Moreover, Al-Janabi et al. (2012) have applied the Canadian Council of Ministers of the Environment Water Quality Index (CCME WQI) (CCME 2001) to evaluate the Tigris River water quality. Their results disclosed that the water quality was poor throughout all stations. Parameters like DO, BOD, and TC were not considered in the research. On the other hand, Dede et al. (2013) and Ismail and Robescu (2019a) introduced six WQIs models to assess the Kirmir Basin in Turkey and Danube river in Romania, respectively. Their outcomes revealed that the CCME WQI was the most adequate WQI model among the other selected WQIs. Basically, CCME WQI has a totally different approach and distinct characteristics among others. It comprised three factors for the evaluation process (scope, frequency, and amplitude). However, CCME WQI considers all water quality parameters have the same degree of importance, and it can be applied only when guidelines on water quality parameters are available. Consequently, this index was difficult to be applied in the current work due to the absence of guidelines for surface water used for potable abstractions of some selected parameters. Moreover, Ewaid et al. (2018) have developed a WQI for the Tigris River with the aid of multiple linear regression (MLR) analysis. Twenty-three water quality parameters were considered, and their results revealed that the water quality was inappropriate for drinking purposes. However, the bacteriological parameters have not been taken into consideration.

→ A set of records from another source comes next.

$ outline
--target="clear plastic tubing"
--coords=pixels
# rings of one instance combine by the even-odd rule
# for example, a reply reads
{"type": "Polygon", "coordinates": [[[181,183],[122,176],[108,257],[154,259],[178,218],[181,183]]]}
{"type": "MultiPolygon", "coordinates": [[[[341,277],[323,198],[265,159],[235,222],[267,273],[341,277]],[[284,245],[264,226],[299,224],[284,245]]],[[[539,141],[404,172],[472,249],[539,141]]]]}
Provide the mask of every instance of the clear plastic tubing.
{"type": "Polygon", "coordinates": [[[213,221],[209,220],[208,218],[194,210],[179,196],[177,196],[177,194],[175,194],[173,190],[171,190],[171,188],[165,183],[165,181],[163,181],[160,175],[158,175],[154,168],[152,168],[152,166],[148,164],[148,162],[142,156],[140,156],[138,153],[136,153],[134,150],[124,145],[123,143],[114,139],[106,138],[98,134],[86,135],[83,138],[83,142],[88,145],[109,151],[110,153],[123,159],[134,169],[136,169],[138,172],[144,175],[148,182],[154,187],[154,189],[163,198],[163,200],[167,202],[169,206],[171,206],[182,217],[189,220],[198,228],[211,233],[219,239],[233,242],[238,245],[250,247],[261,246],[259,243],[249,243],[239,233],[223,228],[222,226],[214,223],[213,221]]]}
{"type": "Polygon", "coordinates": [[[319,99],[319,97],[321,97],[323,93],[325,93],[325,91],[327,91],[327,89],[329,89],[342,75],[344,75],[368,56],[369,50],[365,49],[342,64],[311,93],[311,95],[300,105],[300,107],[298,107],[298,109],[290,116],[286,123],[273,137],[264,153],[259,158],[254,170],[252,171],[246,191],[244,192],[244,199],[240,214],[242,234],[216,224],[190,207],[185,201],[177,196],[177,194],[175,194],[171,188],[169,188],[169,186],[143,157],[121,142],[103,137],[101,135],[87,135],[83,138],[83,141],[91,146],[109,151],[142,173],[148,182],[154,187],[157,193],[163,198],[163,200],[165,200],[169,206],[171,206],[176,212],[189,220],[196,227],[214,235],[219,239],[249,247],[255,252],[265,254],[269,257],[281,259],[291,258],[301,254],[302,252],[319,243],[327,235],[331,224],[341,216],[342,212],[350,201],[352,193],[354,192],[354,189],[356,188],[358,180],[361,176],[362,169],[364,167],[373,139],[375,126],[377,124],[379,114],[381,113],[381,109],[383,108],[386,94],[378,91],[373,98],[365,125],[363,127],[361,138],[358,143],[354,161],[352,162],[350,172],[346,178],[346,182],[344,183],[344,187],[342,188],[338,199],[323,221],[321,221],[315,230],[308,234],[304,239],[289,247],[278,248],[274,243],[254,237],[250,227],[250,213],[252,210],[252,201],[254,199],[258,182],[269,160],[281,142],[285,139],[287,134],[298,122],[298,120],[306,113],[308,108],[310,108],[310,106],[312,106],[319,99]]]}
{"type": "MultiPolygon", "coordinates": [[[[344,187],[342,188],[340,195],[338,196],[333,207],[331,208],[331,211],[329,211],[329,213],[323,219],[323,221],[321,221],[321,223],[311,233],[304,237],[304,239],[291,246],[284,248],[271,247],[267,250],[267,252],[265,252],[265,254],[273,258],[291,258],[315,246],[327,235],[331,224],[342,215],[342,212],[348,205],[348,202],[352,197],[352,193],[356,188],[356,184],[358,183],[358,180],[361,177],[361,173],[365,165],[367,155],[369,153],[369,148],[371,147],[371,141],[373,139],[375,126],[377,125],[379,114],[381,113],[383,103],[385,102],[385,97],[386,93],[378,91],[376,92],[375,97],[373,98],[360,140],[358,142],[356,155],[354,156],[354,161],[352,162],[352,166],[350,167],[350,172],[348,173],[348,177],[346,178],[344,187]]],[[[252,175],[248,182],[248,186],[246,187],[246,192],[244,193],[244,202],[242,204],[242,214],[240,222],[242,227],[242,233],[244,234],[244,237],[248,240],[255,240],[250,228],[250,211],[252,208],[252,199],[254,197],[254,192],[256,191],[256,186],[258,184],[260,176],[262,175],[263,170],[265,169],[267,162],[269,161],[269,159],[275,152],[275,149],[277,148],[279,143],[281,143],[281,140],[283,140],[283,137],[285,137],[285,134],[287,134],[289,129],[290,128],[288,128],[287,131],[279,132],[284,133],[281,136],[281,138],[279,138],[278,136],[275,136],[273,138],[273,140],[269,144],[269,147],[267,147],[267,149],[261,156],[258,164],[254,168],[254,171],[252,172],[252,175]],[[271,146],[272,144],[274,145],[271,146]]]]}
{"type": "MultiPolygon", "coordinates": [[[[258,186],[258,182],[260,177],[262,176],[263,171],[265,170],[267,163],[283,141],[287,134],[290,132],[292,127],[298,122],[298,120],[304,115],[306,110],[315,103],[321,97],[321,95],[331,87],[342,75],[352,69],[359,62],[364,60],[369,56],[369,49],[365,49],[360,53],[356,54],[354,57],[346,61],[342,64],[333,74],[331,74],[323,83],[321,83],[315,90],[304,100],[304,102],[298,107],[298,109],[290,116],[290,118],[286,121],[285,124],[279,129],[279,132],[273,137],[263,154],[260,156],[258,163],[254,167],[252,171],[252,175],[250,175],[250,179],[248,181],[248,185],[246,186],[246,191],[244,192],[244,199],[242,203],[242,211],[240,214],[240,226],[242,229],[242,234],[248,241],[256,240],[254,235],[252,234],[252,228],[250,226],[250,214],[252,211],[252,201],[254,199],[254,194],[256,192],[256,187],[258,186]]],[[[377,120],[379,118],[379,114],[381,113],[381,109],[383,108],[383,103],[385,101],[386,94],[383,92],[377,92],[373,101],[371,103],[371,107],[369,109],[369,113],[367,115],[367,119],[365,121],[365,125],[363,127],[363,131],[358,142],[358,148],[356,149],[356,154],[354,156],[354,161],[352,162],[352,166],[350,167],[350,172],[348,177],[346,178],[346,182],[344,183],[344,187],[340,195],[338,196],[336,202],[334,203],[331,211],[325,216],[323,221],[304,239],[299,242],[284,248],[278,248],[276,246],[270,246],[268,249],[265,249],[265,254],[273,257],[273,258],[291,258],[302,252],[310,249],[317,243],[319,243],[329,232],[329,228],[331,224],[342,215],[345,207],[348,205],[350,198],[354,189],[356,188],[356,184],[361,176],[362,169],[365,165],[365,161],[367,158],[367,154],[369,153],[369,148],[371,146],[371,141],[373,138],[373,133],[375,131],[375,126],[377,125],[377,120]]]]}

Generally, water quality deterioration in the Tigris River should be avoided by the authorities as the river is the main source of drinking water for Baghdad. Water quality parameters such as turbidity and TDS are very high in the river and need to be studied deeply in order to improve the water quality status. At last, the proposed TrWQI can be employed as an effective tool to evaluate the water quality of the Tigris River for potable abstractions (water supply uses). It could be beneficial for managers and decision-makers by providing a baseline study for the rivers' water quality management. Possibly, the methodology presented in this research can be applied to other rivers, especially those in the MENA region.

Conclusion

The current paper showcased the flourishing research activities for the development of a water quality index (WQI). This was carried to assess the suitability of the Tigris River to be harnessed for drinking water abstractions and to provide baseline information on the selection of appropriate water treatment techniques. Based on the methodology adopted in the paper, ten water quality parameters were investigated to bestow the highest impact on the water quality of the Tigris River. Step and inverse parabolic sub-indices types were employed to develop the sub-indices for the 10 selected water quality parameters. Three types of aggregation functions with unequal weights were used to determine the ultimate value of the index. TrWQI was applied to assess the water quality of the Tigris River at five sampling stations during April 2019. It was demonstrated that only two aggregation functions can be considered for calculating the final value. The outputs of these functions have provided realistic results in comparison to the raw data of the Tigris River. The water quality of Tigris River was "Fair" at Alkarkh, East Tigris and Aldora, whereas “Poor” in Alwathba and Alrasheed. This means that the intakes of WTPs should use normal to intensive full physical, chemical treatment and disinfection. Actions should be taken to employ some advanced water treatment units such as membranes at these WTPs, especially if the quality of river water deteriorates to a very poor level. TrWQI could be a beneficial and efficient tool for water managers and technicians. It could be applied to other rivers in the MENA region that have the same physico-chemical and biological characteristics.